Le jugement qui valide la contrainte constitue alors un titre exécutoire au sens de l’article L. 111-3, 1°, du Code des procédures civiles d’exécution, dont l’exécution se prescrit par dix ans (article L. 111-4 du même code), et non plus par trois ans (Cass. 2e civ., 4 novembre 2021, pourvoi n° 20-18.355).

Contester une contrainte mal fondée reste évidemment utile ; mais une opposition rejetée allonge la durée pendant laquelle l’URSSAF pourra en poursuivre l’exécution.

Dans tous les cas, la prescription peut être interrompue, notamment par une demande de délai de paiement ou un versement, qui valent reconnaissance de la dette (article 2240 du Code civil).

Saisie sur vos comptes : ne confondez pas les deux délais

Voici l’une des confusions les plus dangereuses en pratique.

Le délai pour former opposition à la contrainte est de quinze jours (article R. 133-3 du Code de la sécurité sociale).

Mais lorsque l’URSSAF fait pratiquer une saisie-attribution sur vos comptes en exécution de la contrainte, la contestation de cette mesure relève du juge de l’exécution et obéit à un délai d’un mois (article R. 211-11 du Code des procédures civiles d’exécution).

Deux voies, deux juges, deux délais : les confondre, c’est forclore son recours.


Annulation d’une contrainte URSSAF : le récapitulatif des points de contrôle

Tous les vices ne se valent pas.

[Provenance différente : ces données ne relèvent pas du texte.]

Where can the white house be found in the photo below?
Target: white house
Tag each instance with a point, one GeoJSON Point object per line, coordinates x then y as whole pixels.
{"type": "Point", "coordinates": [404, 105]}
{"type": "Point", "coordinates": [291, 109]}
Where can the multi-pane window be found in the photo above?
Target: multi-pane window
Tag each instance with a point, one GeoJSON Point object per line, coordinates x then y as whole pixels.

Certains entraînent la nullité de la contrainte ou de sa signification ; d’autres, depuis les arrêts de 2025-2026, ne suffisent plus à eux seuls.

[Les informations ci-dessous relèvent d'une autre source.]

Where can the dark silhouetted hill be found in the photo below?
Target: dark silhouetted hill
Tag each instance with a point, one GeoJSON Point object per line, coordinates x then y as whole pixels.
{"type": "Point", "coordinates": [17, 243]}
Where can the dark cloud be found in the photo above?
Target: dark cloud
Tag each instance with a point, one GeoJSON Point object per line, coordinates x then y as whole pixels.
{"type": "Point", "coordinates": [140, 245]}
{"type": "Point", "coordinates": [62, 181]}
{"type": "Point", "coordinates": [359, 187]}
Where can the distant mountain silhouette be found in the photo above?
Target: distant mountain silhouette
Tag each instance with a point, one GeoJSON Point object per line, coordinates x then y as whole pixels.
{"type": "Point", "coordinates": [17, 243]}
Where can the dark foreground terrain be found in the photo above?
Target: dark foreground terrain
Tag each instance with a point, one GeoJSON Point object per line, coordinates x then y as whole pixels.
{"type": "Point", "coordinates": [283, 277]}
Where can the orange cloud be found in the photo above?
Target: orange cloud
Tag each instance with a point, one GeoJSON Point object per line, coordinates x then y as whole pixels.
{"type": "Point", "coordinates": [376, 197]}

Voici, en un coup d’œil, ce que la Cour de cassation retient — et ce qu’elle écarte.

Point de contrôle Fondement Décision vérifiée Effet
Absence de mise en demeure préalable L. 244-2 CSS Nullité de la contrainte
Mise en demeure « pli non réclamé » L. 244-2 CSS Cass. 2e civ., 9 avr. 2026, n° 23-23.747 Validité maintenue (à vérifier au fond)
Contrainte non motivée (nature, montant, période) L. 244-2, L. 244-9, R. 244-1 CSS Cass. 2e civ., 3 nov. 2016, n° 15-20.433 Nullité possible
Nature des cotisations non identifiable L. 244-2, L. 244-9 CSS Cass. 2e civ., 4 sept. 2025, n° 23-15.474 Nullité
Défaut de ventilation / simple réduction de montant L. 244-2, R. 244-1 CSS Cass. 2e civ., 9 avr. 2026, n° 23-15.262 ; 4 déc. 2025, n° 23-18.837 Sans effet sur la validité
Mentions manquantes de l’acte de signification R. 133-3 CSS Cass. 2e civ., 21 juin 2018, n° 17-16.441 Le délai d’opposition ne court pas
Signification à domicile non justifiée dans l’acte Art. 655, 656, 658 CPC Cass. 2e civ., 10 avr. 2025, n° 23-12.313 Nullité de la signification
Exécution tardive d’une contrainte non contestée L. 244-9 CSS Cass. 2e civ., 26 juin 2025, n° 23-14.662 et n° 24-14.190 Prescription (3 ans)

Ce tableau n’a qu’une valeur d’orientation. Chaque dossier a ses pièces, ses dates, ses zones d’ombre — et c’est précisément là que se gagne ou se perd une opposition.



Questions fréquentes

Quels vices permettent l’annulation d’une contrainte URSSAF ?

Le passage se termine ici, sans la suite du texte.